CJefferson · on Feb 27, 2017

Ah, that is a much more sensible request! Sorry for my harsh reply.

hvidgaard · on Feb 27, 2017

You can, but they should reengineer Git to use any hash function, and not assume output length.

mattkrause · on Feb 27, 2017

I think the bigger problem is that tons of other stuff also assumes the output length.

hvidgaard · on Feb 27, 2017

That can be mitegated, but the sooner steps are made towards changing it, the easier it will be.

chmike · on Feb 27, 2017

The forged hash collision will always be a weak point. Things will get worse with cost reduction of processing power. It's a loosing battle.
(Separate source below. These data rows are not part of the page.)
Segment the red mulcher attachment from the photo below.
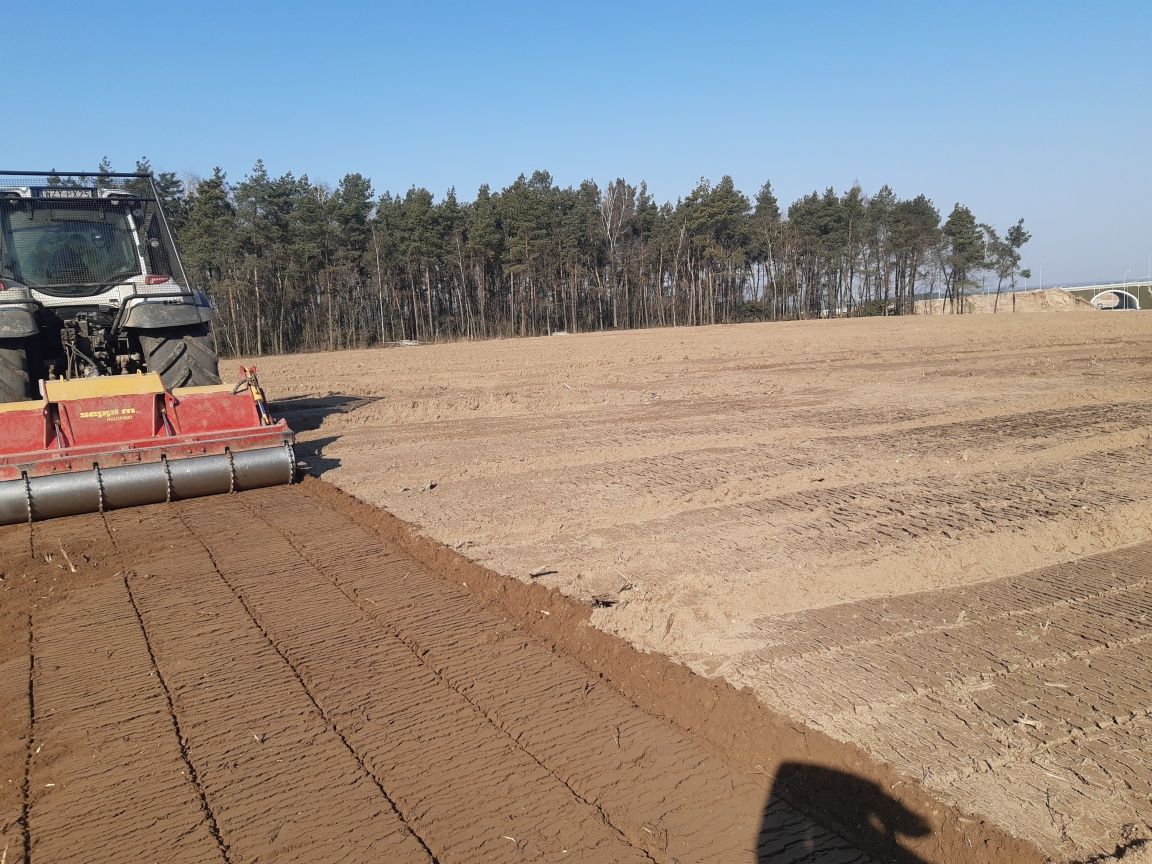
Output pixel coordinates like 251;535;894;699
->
0;367;296;525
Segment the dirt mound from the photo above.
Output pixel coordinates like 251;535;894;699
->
916;288;1096;314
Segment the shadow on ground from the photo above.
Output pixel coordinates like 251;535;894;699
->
757;763;931;864
268;393;380;432
268;393;379;477
296;435;340;477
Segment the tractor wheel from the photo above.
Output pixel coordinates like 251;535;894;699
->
139;324;220;391
0;339;31;402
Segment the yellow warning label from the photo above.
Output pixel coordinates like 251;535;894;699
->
79;408;136;420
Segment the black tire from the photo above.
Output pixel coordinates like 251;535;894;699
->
0;339;32;402
139;324;220;391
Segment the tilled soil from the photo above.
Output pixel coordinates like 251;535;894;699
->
254;312;1152;861
0;487;907;864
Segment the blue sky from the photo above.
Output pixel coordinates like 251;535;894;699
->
11;0;1152;282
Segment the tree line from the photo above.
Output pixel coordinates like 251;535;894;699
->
108;160;1030;355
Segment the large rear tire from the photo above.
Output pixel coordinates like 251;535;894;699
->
0;339;31;402
139;324;220;391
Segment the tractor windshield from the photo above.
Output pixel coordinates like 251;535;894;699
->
0;198;142;296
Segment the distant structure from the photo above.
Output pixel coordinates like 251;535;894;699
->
1061;279;1152;311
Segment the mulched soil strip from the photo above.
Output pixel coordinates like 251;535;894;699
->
303;478;1046;864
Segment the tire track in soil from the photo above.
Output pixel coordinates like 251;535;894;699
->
231;494;859;862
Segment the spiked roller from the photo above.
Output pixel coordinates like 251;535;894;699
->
0;369;296;524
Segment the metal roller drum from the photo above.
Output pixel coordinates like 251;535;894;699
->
0;445;296;525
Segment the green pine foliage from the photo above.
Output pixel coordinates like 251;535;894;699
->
100;159;1030;355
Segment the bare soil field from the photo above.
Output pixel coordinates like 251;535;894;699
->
256;312;1152;861
0;483;898;864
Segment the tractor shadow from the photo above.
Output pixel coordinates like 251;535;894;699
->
756;763;932;864
268;393;380;432
295;435;340;477
268;393;378;477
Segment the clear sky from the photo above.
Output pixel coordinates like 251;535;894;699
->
11;0;1152;283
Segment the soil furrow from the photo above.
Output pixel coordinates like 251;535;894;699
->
109;511;432;862
233;493;870;862
170;499;668;862
29;569;221;864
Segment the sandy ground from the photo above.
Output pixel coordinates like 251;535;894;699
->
916;288;1097;314
0;484;889;864
259;312;1152;858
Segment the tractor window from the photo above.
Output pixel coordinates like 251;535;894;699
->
0;202;141;295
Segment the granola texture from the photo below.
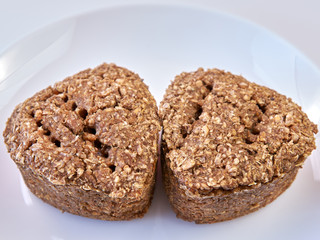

The only way to detect without error two identical files is by comparing the files. This comparison can be speed up by comparing compressed version of the files.

The other functionality of hashes is to build a presumably unique file identifier. The byte sequence of the compressed file could serve as identifer.

So instead of using the file system as index with the sha1 name as file name, we would have to build a specific database organized as a set whose values (compressed files) would be the keys. A hash index could be used to speed up the search and equality test. Here a very fast hash would do the trick. Sha1 or a faster hash would be ok. The file system could then be used to organize the hash buckets as does git.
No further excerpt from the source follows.